The transmitter may transfer the encoded video/image information or data output in the bitstream to the receiver of the receiving device through the digital storage medium or network in the file or streaming form. The digital storage medium may include various storage media such as USB, SD, CD, DVD, Blu-ray, HDD, SSD, and the like. The transmitter may include an element for generating a media file through a predetermined file format and may include an element for transmission through a broadcast/communication network. The receiver may extract the bitstream and transfer the extracted bitstream to the decoding apparatus.
The decoding apparatus may perform a series of procedures including dequantization, inverse transform, prediction, etc., corresponding to an operation of the encoding apparatus to decode the video/image.
The renderer may render the decoded video/image. The rendered video/image may be displayed by the display.
Referring to
The encoding server basically functions to generate a bitstream by compressing content input from multimedia input devices, such as a smartphone, a camera or a camcorder, into digital data, and to transmit the bitstream to the streaming server. For another example, if multimedia input devices, such as a smartphone, a camera or a camcorder, directly generate a bitstream, the encoding server may be omitted.
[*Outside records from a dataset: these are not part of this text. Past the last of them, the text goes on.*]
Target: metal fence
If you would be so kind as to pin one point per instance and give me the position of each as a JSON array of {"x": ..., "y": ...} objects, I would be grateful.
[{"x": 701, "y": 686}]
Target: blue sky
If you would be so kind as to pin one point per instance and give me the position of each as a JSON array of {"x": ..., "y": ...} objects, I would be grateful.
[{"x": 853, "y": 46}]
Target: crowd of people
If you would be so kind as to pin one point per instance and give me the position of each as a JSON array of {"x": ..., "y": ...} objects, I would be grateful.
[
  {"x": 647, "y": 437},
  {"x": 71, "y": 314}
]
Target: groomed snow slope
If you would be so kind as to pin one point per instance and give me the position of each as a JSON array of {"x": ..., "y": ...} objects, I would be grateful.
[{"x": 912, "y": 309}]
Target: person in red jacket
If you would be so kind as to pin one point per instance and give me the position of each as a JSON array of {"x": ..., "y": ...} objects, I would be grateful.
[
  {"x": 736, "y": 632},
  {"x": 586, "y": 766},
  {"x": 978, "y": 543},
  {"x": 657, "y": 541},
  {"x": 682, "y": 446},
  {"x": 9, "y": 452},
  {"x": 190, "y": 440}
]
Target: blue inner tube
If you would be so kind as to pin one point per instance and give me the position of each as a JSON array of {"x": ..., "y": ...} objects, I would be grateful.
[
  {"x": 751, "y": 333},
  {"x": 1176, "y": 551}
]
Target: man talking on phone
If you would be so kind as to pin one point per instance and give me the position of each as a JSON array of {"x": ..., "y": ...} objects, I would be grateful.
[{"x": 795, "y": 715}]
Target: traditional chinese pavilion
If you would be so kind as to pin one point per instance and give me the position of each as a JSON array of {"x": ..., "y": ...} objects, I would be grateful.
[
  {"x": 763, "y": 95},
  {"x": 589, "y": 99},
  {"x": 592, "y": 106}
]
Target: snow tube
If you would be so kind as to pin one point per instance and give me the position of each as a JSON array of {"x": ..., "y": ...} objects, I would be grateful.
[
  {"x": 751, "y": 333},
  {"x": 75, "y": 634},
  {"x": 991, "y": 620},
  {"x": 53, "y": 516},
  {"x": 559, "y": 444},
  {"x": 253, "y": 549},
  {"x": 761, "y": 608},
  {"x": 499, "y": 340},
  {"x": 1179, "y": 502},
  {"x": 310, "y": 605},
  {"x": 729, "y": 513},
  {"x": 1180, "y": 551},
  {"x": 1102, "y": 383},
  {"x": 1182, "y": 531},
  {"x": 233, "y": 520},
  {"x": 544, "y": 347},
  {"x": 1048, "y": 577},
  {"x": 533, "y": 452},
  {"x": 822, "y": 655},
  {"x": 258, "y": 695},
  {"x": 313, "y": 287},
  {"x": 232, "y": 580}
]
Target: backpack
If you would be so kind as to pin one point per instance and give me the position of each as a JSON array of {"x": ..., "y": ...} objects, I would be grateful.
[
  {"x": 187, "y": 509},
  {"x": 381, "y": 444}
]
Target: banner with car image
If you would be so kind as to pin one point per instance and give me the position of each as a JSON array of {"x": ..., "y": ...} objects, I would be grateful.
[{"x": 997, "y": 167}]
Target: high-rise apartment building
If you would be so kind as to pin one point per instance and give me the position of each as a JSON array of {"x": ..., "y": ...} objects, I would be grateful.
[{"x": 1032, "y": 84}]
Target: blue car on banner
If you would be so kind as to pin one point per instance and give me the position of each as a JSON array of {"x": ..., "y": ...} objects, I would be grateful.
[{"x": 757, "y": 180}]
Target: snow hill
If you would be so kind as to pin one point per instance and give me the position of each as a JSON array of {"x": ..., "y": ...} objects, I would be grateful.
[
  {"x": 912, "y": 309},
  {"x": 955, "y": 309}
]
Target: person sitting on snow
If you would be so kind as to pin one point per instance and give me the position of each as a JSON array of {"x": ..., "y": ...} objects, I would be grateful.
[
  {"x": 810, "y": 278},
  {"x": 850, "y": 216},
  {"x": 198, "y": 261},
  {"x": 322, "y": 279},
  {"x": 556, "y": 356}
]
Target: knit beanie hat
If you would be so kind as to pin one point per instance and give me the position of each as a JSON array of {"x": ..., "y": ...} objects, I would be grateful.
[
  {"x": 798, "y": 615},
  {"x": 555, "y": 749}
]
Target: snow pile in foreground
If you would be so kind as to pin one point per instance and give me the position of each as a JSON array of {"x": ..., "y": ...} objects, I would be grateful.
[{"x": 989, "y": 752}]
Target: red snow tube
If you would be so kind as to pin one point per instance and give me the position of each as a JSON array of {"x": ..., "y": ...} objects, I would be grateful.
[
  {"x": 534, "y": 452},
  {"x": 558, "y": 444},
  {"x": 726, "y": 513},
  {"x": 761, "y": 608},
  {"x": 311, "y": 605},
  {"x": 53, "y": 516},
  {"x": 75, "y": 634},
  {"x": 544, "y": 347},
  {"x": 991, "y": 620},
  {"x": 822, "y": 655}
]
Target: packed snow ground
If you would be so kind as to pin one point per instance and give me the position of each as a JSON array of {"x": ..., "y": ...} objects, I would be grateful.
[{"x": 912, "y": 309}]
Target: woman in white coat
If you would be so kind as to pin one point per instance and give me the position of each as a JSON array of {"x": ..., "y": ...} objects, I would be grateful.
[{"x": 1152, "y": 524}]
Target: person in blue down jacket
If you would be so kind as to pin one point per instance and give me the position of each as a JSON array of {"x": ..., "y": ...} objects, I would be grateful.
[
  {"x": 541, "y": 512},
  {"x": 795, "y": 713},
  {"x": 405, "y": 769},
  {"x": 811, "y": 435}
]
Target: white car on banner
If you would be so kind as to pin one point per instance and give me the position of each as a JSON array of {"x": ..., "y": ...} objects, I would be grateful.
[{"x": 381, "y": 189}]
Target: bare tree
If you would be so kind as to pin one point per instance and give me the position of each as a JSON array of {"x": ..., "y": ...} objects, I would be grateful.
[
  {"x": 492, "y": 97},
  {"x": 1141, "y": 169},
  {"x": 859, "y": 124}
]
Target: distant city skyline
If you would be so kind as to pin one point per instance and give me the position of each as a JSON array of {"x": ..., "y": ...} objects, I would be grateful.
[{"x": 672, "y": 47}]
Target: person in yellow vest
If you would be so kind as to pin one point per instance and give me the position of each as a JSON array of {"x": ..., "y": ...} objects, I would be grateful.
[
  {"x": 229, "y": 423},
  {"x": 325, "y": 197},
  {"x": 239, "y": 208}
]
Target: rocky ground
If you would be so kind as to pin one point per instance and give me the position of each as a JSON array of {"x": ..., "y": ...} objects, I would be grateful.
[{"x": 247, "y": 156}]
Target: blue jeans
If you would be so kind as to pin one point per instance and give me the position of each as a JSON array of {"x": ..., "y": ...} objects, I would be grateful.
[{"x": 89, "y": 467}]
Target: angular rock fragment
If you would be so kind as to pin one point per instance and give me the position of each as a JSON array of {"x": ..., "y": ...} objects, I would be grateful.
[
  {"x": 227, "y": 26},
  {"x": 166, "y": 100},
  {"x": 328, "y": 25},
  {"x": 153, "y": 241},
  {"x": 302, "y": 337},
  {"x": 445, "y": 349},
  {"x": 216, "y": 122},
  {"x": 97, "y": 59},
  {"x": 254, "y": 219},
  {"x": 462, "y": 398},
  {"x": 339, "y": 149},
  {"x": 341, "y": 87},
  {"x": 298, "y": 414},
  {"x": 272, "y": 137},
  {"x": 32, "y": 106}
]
The bitstream may be generated by an encoding method or bitstream generation method to which the disclosure is applied. The streaming server may temporally store a bitstream in a process of transmitting or receiving the bitstream.
The streaming server transmits multimedia data to the user equipment based on a user request through the web server. The web server plays a role as a medium to notify a user that which service is provided. When a user requests a desired service from the web server, the web server transmits the request to the streaming server. The streaming server transmits multimedia data to the user. In this case, the content streaming system may include a separate control server. In this case, the control server functions to control an instruction/response between the apparatuses within the content streaming system.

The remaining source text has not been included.